子どもの全ての基盤を作る、幼児期の生活が一番大切だと思います。子どもが小学生なるまでの時間を、親は自分の生活を我慢してでも子どもに合わせていくことが必要だと思います。子どもが0歳から6歳まで、子育て最中は忙しくて大変だと思いますが、振り返ればあっという間です。後で、「もっと子どもにああしてやればよかった」と後悔するくらいなら、この時期真剣に子どもと向き合いましょう。

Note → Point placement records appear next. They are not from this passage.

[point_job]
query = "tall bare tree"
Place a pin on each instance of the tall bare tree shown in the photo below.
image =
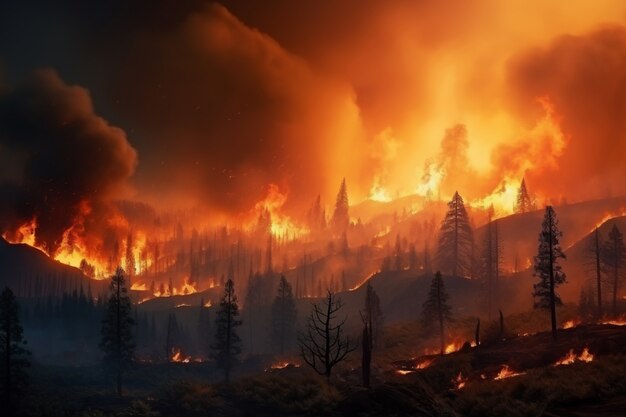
(323, 344)
(117, 329)
(614, 262)
(13, 355)
(456, 239)
(547, 267)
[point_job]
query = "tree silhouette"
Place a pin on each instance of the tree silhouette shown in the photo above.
(524, 202)
(490, 264)
(547, 267)
(456, 239)
(227, 344)
(323, 345)
(341, 217)
(284, 315)
(596, 252)
(117, 333)
(436, 309)
(13, 355)
(614, 262)
(372, 317)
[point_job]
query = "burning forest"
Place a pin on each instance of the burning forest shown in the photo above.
(369, 209)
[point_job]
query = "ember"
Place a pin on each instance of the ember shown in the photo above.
(507, 372)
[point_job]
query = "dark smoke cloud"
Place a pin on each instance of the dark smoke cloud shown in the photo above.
(56, 153)
(227, 110)
(585, 79)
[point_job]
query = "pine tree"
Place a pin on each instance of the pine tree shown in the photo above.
(490, 264)
(436, 309)
(13, 355)
(614, 262)
(341, 217)
(323, 345)
(456, 239)
(283, 316)
(524, 202)
(372, 317)
(117, 332)
(547, 267)
(227, 344)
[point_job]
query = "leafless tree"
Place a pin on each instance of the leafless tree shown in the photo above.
(323, 345)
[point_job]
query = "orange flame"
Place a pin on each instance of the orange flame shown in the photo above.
(507, 372)
(571, 357)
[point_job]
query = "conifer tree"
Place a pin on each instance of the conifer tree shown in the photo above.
(436, 310)
(117, 332)
(614, 262)
(524, 202)
(13, 355)
(227, 344)
(341, 216)
(284, 315)
(456, 239)
(547, 267)
(323, 345)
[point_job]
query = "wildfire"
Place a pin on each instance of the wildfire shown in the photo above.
(177, 356)
(503, 198)
(431, 180)
(570, 324)
(404, 371)
(378, 192)
(621, 321)
(280, 224)
(459, 382)
(571, 357)
(507, 372)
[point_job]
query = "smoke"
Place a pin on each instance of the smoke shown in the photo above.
(584, 78)
(60, 160)
(227, 111)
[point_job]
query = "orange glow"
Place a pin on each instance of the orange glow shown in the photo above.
(507, 372)
(570, 324)
(571, 357)
(178, 357)
(459, 382)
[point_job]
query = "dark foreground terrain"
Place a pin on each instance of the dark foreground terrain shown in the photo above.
(464, 383)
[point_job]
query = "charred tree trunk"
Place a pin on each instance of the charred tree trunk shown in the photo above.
(551, 265)
(598, 274)
(367, 355)
(477, 335)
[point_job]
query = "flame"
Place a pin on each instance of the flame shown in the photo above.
(431, 180)
(507, 372)
(404, 371)
(570, 324)
(281, 225)
(571, 357)
(459, 382)
(503, 198)
(138, 286)
(621, 321)
(378, 192)
(177, 356)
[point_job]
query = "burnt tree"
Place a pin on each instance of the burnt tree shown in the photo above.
(323, 345)
(614, 262)
(456, 239)
(436, 309)
(227, 344)
(13, 355)
(547, 267)
(117, 329)
(284, 315)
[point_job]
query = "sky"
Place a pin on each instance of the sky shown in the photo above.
(205, 104)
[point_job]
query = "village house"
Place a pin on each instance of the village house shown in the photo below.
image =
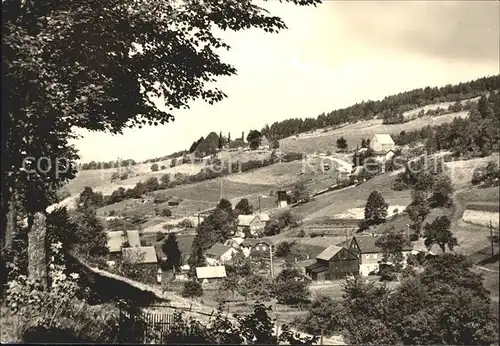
(234, 242)
(264, 143)
(368, 253)
(117, 239)
(356, 175)
(145, 256)
(335, 262)
(282, 201)
(250, 225)
(382, 143)
(211, 273)
(219, 254)
(250, 245)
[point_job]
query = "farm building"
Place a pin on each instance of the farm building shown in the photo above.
(263, 217)
(368, 253)
(116, 240)
(357, 174)
(334, 262)
(214, 273)
(139, 255)
(282, 199)
(382, 143)
(264, 143)
(234, 242)
(250, 224)
(219, 254)
(249, 245)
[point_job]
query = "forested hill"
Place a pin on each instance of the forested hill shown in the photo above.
(390, 106)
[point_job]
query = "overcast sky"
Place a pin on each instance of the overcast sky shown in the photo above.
(331, 57)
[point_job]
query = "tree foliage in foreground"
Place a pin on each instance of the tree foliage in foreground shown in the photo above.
(445, 304)
(95, 65)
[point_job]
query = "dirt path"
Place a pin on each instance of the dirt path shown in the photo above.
(202, 311)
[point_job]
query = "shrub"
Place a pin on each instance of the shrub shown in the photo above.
(192, 289)
(42, 315)
(166, 212)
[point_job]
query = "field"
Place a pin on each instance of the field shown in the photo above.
(461, 171)
(337, 202)
(353, 133)
(482, 218)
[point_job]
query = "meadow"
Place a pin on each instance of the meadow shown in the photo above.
(354, 133)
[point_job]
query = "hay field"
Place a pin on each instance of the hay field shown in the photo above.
(482, 218)
(339, 201)
(461, 171)
(353, 133)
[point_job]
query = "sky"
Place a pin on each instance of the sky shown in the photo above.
(330, 57)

私の大好きな先生が、「子育ては髪振り乱して必死にやるもの。子育てを楽しむなんて幻想よ」とおっしゃっていました。「テレビやインターネットが生み出した虚像に惑わされないで。あんなイメージのせいで、子育てに悩むお母さんは、うちの子だけができていないのかな、うちだけが大変なのかなって誰にも話せなくなるのよ」ともおっしゃっていました。
0歳から6歳までの一番大切な時期をすぎてしまってから、「うちの子はこれが出来ていない!この生活習慣が身についていない!」と気づくときがあります。もっと深刻なこともありますね。親子の信頼関係ができていない事や親が子を愛せなくて苦しいこともあるでしょう。6歳までに気付いていても、出来ないままいつの間にか時間が経っている時もあります。
そんな時は、「子育てをやりなおせばいい」とS幼稚園の園長先生が教えてくれました。
S幼稚園の園長先生は、40年以上先生をされています。卒園生がどう育っていくかを見守るため、同窓会を続けています。教え子がどう成長していったかを、長年見守り続けた先生です。
その先生から「つまずきを見つけて、それと向き合うことが大事なこと」と教えられました。多くに親は、子どもに対して気付くことがあっても、それと向き合うことをやめてしまうそうです。向き合うことは、かなりのエネルギーを使うので親が諦めてしまうこともあるそうです。本気で取りかからないと、年齢が過ぎてしまっている分、子どもは抵抗しますし子ども自身が苦痛に思うこともあるでしょう。やりなおすのには、時間がかかるそうです。「年齢の倍、時間はかかると覚悟してください。」と教えてもらいました。
子育ては、時にはやり直しながら続けていくものです。ただ、自分で間違いに気付くことは難しいです。親への教育は大切なことだと思います。子育ての勉強会がある幼稚園や保育園は良いと思います。親が我が子のことを考えるきっかけになるからです。
つまずきを見つけて向き合ったお母さんの例として、お母さんが子どもの悪いところばかりを見て「うちの子はなんて出来の悪いこどもなんだろう」と言って育ててきた母娘の話を聞きました。幼稚園で先生がこどもを褒めても、出来ていないことを気にして出来ているところを喜べない方だったそうです。そのお母さんは子どもが15歳になって、自分の間違いに気付き、子どもと手をつないで寝るところからやり直したそうです。15年かけて、親子の関係を作り直していったそうです。子どもが30歳になるまで、やり直しに時間がかかったということですね。
一度立ち止って、子どものこと自分のことを見つめ直す時間を作って下さい。気付くことから始まります!